When Jamie Brewer strides down the catwalk during New York Fashion Week, she'll not only be showing off an original design by Carrie Hammer, but she will also become the first woman with Down syndrome to grace the runway.
“Young girls and even young women … [see me] and say ‘hey, if she can do it so can I,’” says Brewer, an actress known for her work on “American Horror Story” and an advocate for people with intellectual disabilities. “It’s a true inspiration being a role model for any young women to [encourage them] in being who they are and showing who they are.”
Brewer is modeling as part of Hammer’s “Role Models Not Runway Models,” a campaign the designer started when she was first asked to show her line at Fashion Week a year ago. Hammer wanted to represent the women who bought her designs and realized that featuring her clients—leaders of multibillion dollar businesses, heads of global nonprofits, pioneers of cutting-edge research, and women who just rock—would do exactly that. For her first show, she invited her friend, Danielle Sheypuk, who uses a wheelchair, to be a model.
“I called up my existing clients who were all incredible women and one of them happened to be a doctor and a sex therapist who happened to be in wheelchair,” Hammer told TODAY.com. “It was never intended to be this incredible statement.”
But it was. Hundreds of women and girls contacted Hammer to thank her. One email stuck out: Every time Hammer read it, she cried. It was from Katie Driscoll, co-founder of Changing the Face of Beauty, a nonprofit that encourages media to include people with disabilities. She wrote:
“Thank you for being the change that is long overdue. I could literally cry every time I read an article talking about your decision to include a model who just happens to have a disability! YOU are what this world needed!”
Driscoll’s daughter Grace was born with Down syndrome.
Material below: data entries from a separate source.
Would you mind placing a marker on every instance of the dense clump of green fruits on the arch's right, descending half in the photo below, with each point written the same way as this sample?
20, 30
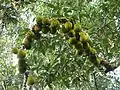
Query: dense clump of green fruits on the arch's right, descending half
80, 41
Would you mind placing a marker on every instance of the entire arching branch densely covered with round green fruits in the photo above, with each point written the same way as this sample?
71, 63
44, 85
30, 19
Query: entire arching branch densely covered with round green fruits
77, 37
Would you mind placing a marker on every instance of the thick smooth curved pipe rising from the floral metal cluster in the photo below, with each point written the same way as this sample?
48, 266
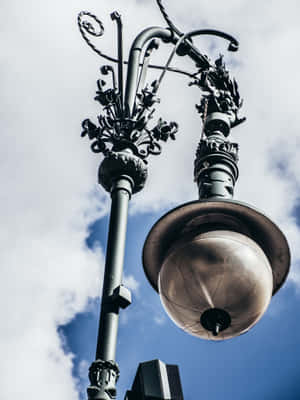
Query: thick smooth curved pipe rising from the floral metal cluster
134, 62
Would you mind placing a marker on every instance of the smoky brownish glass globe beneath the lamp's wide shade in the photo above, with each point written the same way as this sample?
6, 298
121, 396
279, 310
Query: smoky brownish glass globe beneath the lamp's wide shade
215, 285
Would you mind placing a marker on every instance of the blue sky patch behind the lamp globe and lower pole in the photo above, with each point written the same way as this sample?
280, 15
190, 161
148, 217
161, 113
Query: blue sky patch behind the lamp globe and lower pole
262, 364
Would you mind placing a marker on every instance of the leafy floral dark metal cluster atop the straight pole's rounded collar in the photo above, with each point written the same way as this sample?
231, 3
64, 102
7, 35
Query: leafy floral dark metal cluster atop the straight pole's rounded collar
116, 133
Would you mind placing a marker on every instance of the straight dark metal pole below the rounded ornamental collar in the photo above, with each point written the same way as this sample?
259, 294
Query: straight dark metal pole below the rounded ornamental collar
104, 372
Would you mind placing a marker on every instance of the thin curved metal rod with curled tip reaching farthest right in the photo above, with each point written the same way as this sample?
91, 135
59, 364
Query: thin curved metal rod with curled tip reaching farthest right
233, 46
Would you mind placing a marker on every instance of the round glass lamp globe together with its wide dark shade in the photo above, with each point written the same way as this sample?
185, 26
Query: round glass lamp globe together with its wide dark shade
216, 265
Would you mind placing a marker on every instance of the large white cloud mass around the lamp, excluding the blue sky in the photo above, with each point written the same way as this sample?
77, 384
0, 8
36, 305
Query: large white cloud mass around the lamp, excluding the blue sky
48, 173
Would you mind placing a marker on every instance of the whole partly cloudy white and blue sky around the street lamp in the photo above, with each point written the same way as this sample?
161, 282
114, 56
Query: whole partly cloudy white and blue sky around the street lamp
54, 215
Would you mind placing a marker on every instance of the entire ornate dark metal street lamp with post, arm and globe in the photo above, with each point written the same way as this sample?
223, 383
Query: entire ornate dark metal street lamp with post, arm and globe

After sharing her story with Hammer, Driscoll asked a favor.
“She asked if I would have a role model for Grace,” Hammer says.
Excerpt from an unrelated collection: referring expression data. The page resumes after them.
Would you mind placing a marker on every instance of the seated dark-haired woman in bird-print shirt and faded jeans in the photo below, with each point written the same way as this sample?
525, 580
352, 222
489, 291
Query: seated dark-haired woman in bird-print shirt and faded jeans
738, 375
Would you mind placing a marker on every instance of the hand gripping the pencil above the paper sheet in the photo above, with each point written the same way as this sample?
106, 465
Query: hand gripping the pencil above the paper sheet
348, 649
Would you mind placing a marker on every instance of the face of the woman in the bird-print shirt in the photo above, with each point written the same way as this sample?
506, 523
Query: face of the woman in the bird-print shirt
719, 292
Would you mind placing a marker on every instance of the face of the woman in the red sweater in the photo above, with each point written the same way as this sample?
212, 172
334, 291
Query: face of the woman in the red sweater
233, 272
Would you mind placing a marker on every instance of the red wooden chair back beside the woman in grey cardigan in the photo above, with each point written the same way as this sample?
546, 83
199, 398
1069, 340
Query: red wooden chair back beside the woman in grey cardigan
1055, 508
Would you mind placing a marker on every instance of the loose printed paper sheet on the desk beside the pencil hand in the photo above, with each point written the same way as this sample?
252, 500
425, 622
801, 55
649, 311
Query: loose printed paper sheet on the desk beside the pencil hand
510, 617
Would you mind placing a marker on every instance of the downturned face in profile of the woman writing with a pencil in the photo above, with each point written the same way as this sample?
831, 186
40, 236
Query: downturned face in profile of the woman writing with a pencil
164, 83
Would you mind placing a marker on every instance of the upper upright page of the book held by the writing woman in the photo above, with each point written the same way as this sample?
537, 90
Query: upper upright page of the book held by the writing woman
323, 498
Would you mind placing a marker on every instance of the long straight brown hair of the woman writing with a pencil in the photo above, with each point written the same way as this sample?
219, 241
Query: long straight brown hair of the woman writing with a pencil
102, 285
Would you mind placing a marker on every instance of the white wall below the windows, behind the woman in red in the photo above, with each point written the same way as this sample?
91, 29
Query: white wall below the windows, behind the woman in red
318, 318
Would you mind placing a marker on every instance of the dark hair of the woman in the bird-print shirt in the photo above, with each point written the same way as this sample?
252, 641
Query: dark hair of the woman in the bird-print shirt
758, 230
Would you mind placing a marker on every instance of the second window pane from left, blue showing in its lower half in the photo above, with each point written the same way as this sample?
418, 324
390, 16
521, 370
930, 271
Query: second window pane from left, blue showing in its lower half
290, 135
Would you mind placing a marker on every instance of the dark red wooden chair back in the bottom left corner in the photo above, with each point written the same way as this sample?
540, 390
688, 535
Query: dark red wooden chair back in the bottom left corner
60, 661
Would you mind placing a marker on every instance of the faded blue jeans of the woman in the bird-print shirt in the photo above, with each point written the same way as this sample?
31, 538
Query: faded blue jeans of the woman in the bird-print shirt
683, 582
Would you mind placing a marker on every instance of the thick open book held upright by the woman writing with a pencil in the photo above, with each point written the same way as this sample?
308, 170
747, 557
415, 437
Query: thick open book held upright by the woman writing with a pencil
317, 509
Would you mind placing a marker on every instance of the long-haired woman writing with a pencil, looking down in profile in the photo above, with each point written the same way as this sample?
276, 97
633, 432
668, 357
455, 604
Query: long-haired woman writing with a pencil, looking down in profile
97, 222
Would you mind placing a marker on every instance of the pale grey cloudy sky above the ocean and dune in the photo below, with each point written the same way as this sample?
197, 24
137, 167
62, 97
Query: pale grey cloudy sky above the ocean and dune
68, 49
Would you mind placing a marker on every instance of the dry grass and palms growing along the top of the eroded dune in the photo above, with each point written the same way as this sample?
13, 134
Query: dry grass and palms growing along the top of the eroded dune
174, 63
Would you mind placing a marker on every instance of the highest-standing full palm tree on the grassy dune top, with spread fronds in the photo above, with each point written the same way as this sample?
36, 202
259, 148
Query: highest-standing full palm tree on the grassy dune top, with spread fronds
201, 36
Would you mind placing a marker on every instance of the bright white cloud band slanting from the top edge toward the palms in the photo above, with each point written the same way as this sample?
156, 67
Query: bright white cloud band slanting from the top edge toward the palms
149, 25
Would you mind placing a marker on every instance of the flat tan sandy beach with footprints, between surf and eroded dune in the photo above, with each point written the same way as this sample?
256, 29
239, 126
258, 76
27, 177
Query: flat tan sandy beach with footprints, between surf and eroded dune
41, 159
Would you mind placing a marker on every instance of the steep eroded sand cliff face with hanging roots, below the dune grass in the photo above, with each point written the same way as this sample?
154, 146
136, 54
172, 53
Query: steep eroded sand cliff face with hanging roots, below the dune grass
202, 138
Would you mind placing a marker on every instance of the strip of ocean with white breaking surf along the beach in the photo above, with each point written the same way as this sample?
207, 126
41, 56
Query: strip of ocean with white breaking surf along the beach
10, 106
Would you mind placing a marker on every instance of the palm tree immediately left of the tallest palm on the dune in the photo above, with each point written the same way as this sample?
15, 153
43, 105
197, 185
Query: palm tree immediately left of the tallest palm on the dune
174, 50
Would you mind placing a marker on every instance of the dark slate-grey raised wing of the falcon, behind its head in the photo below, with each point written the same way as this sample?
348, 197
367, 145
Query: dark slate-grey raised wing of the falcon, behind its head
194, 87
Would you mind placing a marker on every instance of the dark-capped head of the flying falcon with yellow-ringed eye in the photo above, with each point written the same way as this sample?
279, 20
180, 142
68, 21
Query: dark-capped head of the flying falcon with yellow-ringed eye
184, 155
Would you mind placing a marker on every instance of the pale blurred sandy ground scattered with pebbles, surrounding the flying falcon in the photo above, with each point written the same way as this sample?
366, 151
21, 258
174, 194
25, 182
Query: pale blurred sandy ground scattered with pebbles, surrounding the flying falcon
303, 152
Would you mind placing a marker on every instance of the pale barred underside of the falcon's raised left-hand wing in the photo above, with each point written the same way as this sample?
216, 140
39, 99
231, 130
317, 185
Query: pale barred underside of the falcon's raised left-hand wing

“Role Models Not Runway Models” took off, and Hammer received hundreds of nominations for women to model in her shows—including one from Karen Crespo, who lost her limbs to bacterial meningitis and longed to walk the runway to boost her self esteem. She appeared in Hammer’s fall Fashion Week show. But the designer didn’t forget about Grace. She asked Driscoll to suggest a good role model, and the mom immediately named Brewer.
“I explained to her how important it is for my daughter to have role models like [Brewer] to see that [anything] is possible,” says Driscoll.
While most recognize Brewer for playing Addie in “American Horror Story: Murder House,” Nan in “American Horror Story: Coven,” and Marjorie in “American Horror Story: Freak Show,” she has long worked as an advocate for people with intellectual disabilities. At 19, she was elected to the State of Texas ARC Board; she also worked on the Executive Board for the State of Texas ARC and the Governmental Affairs Committee for the State of Texas, where she was the only member with a disability.
“Jamie is an activist for intellectual disabilities, she is a writer and artist and amazing actress,” says Hammer.
Hammer designed a dress that she hopes plays up Brewer’s fabulous qualities.
“‘American Horror Story’ is dark, scary, bewitching so we had to go with black and Jamie has a beautiful body with a teeny waist and curves and we went with an A-line,” she says. The dress is also special for another reason—Hammer hopes that First Lady Michelle Obama will wear it.
For her part, Brewer feels excited for her spin down the runway.
“It’s amazing, it’s really neat. Many women have many sides to their personality, this dress fits...mine,” she says. “I am honored to be in it.”